The most important result is the boring one
We have now run this crawl four times, at four different scales. The numbers barely move.
| Wave | Reachable sites | Scoring 2/10 | Identity | Person |
|---|---|---|---|---|
| Pilot | 149 | ~50% | 35% | 11% |
| Wave 2 | 375 | 42% | 52% | 13% |
| Wave 3 | 594 | 42% | 49% | 10% |
| Confirmatory | 1261 | 40% | 53% | 11% |
That stability is the actual finding. A single crawl is a snapshot and can be dismissed as an artifact of whoever happened to land in the sample. Four crawls, at four scales, across different cities, converging on the same numbers, is a description of the landscape. The picture above is not a quirk of our sample. It is what the web looks like right now.
What to do about it
Stop worrying about the gate. You almost certainly are not blocking AI crawlers. Confirm it once, then move on.
State who you are. Identity schema is the floor and half of all businesses are still below it. It is a small, one-time technical change.
Name your humans. Person schema is the single biggest gap in the data. When an AI is asked to recommend an expert, it needs to know that an expert exists. Most sites never say so.
Write your own llms.txt, or do not count the one you have. If a plugin generated it, it is describing your software.

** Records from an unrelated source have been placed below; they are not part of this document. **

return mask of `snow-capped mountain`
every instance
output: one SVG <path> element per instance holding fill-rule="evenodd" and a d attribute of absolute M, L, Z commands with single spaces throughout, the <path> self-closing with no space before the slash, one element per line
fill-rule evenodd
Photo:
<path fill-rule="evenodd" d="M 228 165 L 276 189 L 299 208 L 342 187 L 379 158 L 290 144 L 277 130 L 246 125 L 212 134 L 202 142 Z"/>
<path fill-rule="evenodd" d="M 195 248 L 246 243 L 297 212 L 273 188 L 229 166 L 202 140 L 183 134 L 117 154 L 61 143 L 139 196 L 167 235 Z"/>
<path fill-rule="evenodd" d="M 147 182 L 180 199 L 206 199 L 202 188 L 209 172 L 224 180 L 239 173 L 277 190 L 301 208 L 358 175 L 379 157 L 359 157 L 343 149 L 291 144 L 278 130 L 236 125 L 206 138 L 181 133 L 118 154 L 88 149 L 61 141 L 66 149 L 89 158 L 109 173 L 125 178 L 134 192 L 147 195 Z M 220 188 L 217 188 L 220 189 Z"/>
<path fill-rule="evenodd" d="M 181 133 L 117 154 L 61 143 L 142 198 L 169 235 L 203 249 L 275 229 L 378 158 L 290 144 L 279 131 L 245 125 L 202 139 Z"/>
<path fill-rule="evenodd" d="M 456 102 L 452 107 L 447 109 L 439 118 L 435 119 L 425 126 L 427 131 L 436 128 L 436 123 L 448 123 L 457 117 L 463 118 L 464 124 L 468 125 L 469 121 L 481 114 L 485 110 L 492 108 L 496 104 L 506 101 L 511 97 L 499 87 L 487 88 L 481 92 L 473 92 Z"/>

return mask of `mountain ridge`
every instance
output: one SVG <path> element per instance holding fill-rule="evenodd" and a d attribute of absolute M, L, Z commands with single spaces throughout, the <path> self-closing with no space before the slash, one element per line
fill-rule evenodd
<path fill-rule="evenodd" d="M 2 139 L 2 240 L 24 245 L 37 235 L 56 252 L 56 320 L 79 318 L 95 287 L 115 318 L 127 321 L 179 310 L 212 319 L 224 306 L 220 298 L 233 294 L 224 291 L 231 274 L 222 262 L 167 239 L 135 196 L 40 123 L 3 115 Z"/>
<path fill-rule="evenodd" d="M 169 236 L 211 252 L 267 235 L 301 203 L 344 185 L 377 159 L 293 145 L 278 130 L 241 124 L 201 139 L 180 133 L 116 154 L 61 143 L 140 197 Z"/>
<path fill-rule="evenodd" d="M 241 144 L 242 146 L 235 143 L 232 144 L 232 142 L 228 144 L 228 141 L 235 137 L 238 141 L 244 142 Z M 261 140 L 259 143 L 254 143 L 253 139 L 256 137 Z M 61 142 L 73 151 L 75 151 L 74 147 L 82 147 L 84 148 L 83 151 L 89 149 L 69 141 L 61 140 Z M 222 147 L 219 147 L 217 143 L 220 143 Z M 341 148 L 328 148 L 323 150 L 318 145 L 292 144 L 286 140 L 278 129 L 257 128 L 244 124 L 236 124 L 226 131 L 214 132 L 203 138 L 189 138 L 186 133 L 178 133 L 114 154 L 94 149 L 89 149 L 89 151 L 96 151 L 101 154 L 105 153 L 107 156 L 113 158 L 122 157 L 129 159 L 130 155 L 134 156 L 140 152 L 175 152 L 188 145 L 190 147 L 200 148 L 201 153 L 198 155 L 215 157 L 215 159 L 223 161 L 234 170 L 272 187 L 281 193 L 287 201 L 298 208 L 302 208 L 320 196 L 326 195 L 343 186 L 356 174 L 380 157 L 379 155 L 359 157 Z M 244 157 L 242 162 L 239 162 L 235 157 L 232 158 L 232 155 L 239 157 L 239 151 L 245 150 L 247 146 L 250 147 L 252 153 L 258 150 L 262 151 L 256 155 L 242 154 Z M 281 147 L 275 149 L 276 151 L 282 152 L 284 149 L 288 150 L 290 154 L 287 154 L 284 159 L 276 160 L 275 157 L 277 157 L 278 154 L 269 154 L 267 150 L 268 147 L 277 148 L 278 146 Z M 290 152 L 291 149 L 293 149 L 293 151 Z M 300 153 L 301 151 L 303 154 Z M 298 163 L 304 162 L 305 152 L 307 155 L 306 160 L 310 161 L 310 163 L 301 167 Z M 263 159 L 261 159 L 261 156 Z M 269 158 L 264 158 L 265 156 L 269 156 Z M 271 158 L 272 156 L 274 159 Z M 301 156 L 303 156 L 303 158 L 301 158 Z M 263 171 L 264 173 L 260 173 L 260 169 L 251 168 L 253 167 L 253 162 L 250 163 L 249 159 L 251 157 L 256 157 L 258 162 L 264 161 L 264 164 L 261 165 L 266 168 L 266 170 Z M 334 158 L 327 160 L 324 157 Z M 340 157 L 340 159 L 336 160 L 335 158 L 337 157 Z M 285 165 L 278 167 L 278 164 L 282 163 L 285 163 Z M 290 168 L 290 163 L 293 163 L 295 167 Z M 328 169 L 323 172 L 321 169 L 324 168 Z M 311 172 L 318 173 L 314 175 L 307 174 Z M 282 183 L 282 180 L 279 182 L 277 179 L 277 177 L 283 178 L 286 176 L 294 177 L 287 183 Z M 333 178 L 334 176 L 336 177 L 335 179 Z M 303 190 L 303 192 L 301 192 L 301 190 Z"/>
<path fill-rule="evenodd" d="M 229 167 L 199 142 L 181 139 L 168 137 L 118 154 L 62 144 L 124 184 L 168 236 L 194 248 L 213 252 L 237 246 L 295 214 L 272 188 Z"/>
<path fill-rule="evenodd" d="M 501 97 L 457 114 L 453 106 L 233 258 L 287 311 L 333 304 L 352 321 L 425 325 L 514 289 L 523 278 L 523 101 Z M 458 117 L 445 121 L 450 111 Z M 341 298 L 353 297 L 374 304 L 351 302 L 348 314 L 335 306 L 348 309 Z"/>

Structure your answers. Four percent of sites publish FAQ schema. Answer engines are, by definition, in the business of answers. Almost nobody is handing them one.
Methodology
Sample. 1,629 business domains drawn from OpenStreetMap points of interest carrying a website tag, stratified across 30 US cities in five metro strata (metro, mid-size, small, university, tourism) and 11 industries. 1,261 responded and form the denominator for every adoption figure reported here. Unreachable sites are excluded rather than counted as having no schema, because a dead URL is not a markup failure.
Measurement. For each site we fetched the homepage, robots.txt and llms.txt, extracted all JSON-LD, and recorded which signals were present. The AI-Readiness index awards 2 points each for allowing AI crawlers, publishing an llms.txt, publishing identity schema and publishing review schema, plus 1 point each for FAQ and Person schema.
Statistics. Every proportion carries a Wilson score 95% confidence interval, which behaves correctly near 0% and 100% where a percentile bootstrap collapses to a zero-width interval. The index mean uses a bootstrap. Cells below 40 sites are pooled and flagged rather than reported.
Limits. This measures structure, not AI behavior. We did not ask any AI system what it recommends, so nothing here establishes that these signals cause an AI to cite a business. The index is an operational benchmark, not a validated construct. Homepage-only measurement will undercount sites that publish schema exclusively on interior pages.
Open materials. The crawler, the analysis code and the full domain-level dataset are public at github.com/Axion-Deep-Labs/ai-readiness-2026, code under MIT and data under CC BY 4.0. The pre-registration is at osf.io/2q5er (DOI 10.17605/OSF.IO/2Q5ER). A revised working paper covering this confirmatory wave follows.